SCIA – Segnalazione certificata di inizio attività in edilizia – Ministro Alfano – Valutazione del presidente di Assoedilizia Achille Colombo Clerici

A proposito della introduzione della Scia nel campo edilizio il presidente di Assoedilizia dichiara:

“La SCIA applicata al settore edilizio sostanzialmente non modifica alcunché rispetto alla disciplina precedente, già alleggerita di una serie di passaggi procedimentali, per le opere minori, a seguito della riforma introdotta nella primavera scorsa.

Rischia di complicare la vita ai proprietari ligi alle leggi e di favorire i malintenzionati.

Sul piano dell’efficacia anticiclica nessun impatto rilevante. Diversamente sarebbe stato se il provvedimento avesse contemplato gli interventi ammissibili in deroga sulla base della prima formulazione del piano casa del Governo : almeno quanto ad ampliamenti di superficie utile di calpestio di tutti gli immobili non comportanti incremento volumetrico.

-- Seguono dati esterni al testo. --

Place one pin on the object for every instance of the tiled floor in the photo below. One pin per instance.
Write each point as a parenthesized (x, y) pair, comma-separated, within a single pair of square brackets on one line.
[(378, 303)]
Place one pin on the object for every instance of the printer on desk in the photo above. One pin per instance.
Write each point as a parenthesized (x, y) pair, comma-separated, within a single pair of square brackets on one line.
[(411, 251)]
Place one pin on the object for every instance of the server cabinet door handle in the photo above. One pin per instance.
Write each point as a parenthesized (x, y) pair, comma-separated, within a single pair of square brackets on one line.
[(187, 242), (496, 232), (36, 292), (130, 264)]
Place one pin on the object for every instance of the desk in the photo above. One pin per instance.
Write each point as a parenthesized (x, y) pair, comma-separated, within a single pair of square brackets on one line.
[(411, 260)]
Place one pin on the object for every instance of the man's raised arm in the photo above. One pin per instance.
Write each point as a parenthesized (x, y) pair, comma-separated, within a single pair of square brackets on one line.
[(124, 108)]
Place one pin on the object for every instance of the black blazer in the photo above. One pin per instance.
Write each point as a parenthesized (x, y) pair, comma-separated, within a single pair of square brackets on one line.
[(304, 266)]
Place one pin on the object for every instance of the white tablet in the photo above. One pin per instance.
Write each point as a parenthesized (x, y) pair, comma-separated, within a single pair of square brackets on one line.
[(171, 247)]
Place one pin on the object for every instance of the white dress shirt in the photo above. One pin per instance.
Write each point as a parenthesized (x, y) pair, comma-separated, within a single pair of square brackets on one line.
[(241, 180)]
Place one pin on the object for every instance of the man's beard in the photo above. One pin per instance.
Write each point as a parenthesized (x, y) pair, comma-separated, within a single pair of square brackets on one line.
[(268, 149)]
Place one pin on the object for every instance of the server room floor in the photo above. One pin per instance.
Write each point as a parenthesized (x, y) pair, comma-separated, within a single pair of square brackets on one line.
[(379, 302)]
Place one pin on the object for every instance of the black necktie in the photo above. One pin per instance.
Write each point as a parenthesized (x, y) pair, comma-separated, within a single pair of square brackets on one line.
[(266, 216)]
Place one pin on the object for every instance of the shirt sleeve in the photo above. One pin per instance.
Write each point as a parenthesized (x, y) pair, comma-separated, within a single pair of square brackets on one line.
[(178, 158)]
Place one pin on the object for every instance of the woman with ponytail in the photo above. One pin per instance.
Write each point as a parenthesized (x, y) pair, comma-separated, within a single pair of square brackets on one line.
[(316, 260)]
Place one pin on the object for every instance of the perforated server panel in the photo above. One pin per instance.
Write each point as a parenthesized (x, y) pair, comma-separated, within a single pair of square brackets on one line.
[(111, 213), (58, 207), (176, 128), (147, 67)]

Così non è stato: e stiamo rincorrendo un obiettivo perduto con misure dagli incerti effetti positivi.

Se questa normativa si dovesse applicare alla SuperDia contemplante nuovi volumi, il che non è da escludersi ove la Scia fosse ammissibile per l’intero comparto dell’edilizia, perché gli indici del piano urbanistico non rappresentano nemmeno indirettamente una forma di contingentamento.

Questo suppone l’applicazione del criterio “qui primi veniunt”, mentre l’indice volumetrico o superficiario costituisce il riconoscimento aprioristico ed originario di uno jus aedificandi codificato.

Se dunque la Scia dovesse applicarsi anche alla SuperDia immaginiamo quali mai problemi si potrebbero creare per la collettività di fronte ad interventi diciamo avventati.

La questione, per rispondere al Ministro Alfano, è che non si tratta solo di un rapporto tra l’Amministrazione pubblica ed il costruttore: per cui si risolve tutto in un fatto di assunzione di “responsabilità” da parte di quest’ultimo.

La questione è che lo Stato e la P.A. sono garanti, di fronte agli altri cittadini terzi, della legittimità delle opere edilizie che intervengono sul territorio: e non si può istituzionalizzare una loro “latitanza” di fatto, sia pure per impossibilità, come quando si sente parlare di controlli per campione e trincerarsi dietro il paravento della responsabilità di chi costruisce.”